Deep gulp of air. Darn Cheap Fabrics - wow.

I don't know if that weekend was a special one, but DCF was incredibly full of fabrics I wanted.  It was tough to choose just a few... They had Dolce & Gabbana silk organzas and silks and crepe de chines, they had the famous pineapple print, they had crazy pinocchio fabric, they had jungle print polyester...

I bought the jungle print, some grown up looking cream and blue silk cotton, a 3 metre length of fake pearls and some stretchy gold stuff for a dress up party, and a couple of D&G silks (red and white polka dot silk chiffon, another silk chiffon featuring squirrels and other critters on a blue background, and some pretty floral silk organza).

Breathe out.

So back in Sydney, full of sewing inspiration after a night of decadent and desirable frocks, I got cracking - cheapest fabric first, of course! And this DKNY top pattern, Vogue 1454 from the Spring/Summer 15 pattern range, is what I sewed up:




It's a boxy, loose-fitting, pullover top with no closures or fastenings. There are side slits that are just the right height if you want to use your pockets without flashing your stomach, and there's a back flounce or peplum which is longer than the front - I like it very much, and I want to make it in a solid colour like the original :).

In the next picture you can see how the side slit works out, as well as the length difference between front and back:




That back flounce is sewn on in a curve, like sewing just the back half of a circle skirt, and makes for smooth, graceful lines on what some like to call a "butt canopy":




I like the length of the front on me - it's hip length, and long enough to cover my stomach even when I lift my arms! 




Now you've seen what the top looks like sewn up, let's talk about the sewing details.


I sewed a straight size 12, and the result is a top that's very loose and boxy - however, the top is described on the pattern envelope as being "very loose-fitting". To date I've found the Vogue designer patterns to be a bit more roomy than the Vogue basics, so if you've yet to try out a designer pattern that's something you might want to bear in mind - the difference is probably less than a full size though. 

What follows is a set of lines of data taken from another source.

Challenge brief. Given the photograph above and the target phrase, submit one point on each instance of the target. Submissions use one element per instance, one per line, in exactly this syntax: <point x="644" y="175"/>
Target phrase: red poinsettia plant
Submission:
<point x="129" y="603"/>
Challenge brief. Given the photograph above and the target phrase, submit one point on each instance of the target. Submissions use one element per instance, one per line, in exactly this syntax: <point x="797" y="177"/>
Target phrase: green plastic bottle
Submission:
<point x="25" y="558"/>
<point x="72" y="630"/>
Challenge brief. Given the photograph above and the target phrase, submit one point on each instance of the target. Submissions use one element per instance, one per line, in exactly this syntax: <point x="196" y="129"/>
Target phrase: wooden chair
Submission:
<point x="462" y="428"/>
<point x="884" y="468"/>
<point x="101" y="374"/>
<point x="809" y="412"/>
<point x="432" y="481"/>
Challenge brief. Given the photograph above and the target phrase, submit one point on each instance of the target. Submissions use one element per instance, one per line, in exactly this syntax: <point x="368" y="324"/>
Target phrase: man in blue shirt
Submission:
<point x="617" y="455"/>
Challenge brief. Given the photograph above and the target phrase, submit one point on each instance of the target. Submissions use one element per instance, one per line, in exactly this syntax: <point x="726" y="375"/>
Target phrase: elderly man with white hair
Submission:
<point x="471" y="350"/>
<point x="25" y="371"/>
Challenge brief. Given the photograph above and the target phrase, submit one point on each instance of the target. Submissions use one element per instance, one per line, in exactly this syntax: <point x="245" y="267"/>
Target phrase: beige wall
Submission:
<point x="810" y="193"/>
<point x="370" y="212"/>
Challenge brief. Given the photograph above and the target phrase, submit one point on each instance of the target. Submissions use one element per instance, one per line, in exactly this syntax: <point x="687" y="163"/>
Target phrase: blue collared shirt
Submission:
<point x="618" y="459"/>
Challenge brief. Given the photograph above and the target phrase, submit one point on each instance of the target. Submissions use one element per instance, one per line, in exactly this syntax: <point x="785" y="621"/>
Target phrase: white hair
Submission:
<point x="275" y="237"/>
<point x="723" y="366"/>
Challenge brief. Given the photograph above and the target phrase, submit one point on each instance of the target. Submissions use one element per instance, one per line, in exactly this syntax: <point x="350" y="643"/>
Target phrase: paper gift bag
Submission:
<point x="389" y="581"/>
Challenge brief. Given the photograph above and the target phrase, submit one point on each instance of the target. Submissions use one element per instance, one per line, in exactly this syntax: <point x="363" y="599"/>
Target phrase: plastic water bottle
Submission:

The pattern comes together very easily, with the hardest part being the narrow hems around the split  - and of course they'd be super easy with the sort of fabric that irons crisply - and I was able to knock the top together over two late evening bursts of sewing.

In terms of fabric yardage, this pattern is also a winner. The pattern envelope suggests you'll need 1.4 metres of 150cm wide fabric; I had 1.5 metres of this width. For a size 12 I was able to cut the pattern out with two quarter folds to the centre of my 150cm width, and although I did need about 1.4 metres of length I've now got a decent rectangle of fabric left over - maybe enough for a simple bag lining. 


And if you're wondering how close the pattern is to the original designer garment, I'd say very!

I spent a bit of time searching this top out among past seasons of Donna Karan and DKNY, and it looks to have come from the DKNY Spring 2014 collection - which doesn't seem that long ago to me because we haven't yet had Spring 2015 here in Australia!  Here it is on the runway:



 


It looks the same as the pattern to me, though perhaps a bit larger - though I'm not sure if that's just because the models are very thin under the tops? Here's a back view of the top as shown on a retail website:




All the DKNY versions of the top look to be made from crisp cotton, and on the retail sites it was listed as 97% cotton and 3% elastane - I think I want my next version of this top to be cotton too! 


Final thoughts? Well obviously I love the pattern, but I'm not sure I love this fabric on me - I don't mind its polyester-ness, but I'm not convinced this is *my* green. On the positive side, I may be on my way to a Jungle print conversion...  




Up next I'm planning to blog my frocktails outfit. The weather was stunning yesterday so I went out for blog photos, embarrassed myself horribly (I even ran into the whole family of a good friend of my son's, arghh!) BUT I think the photos are going to be alright.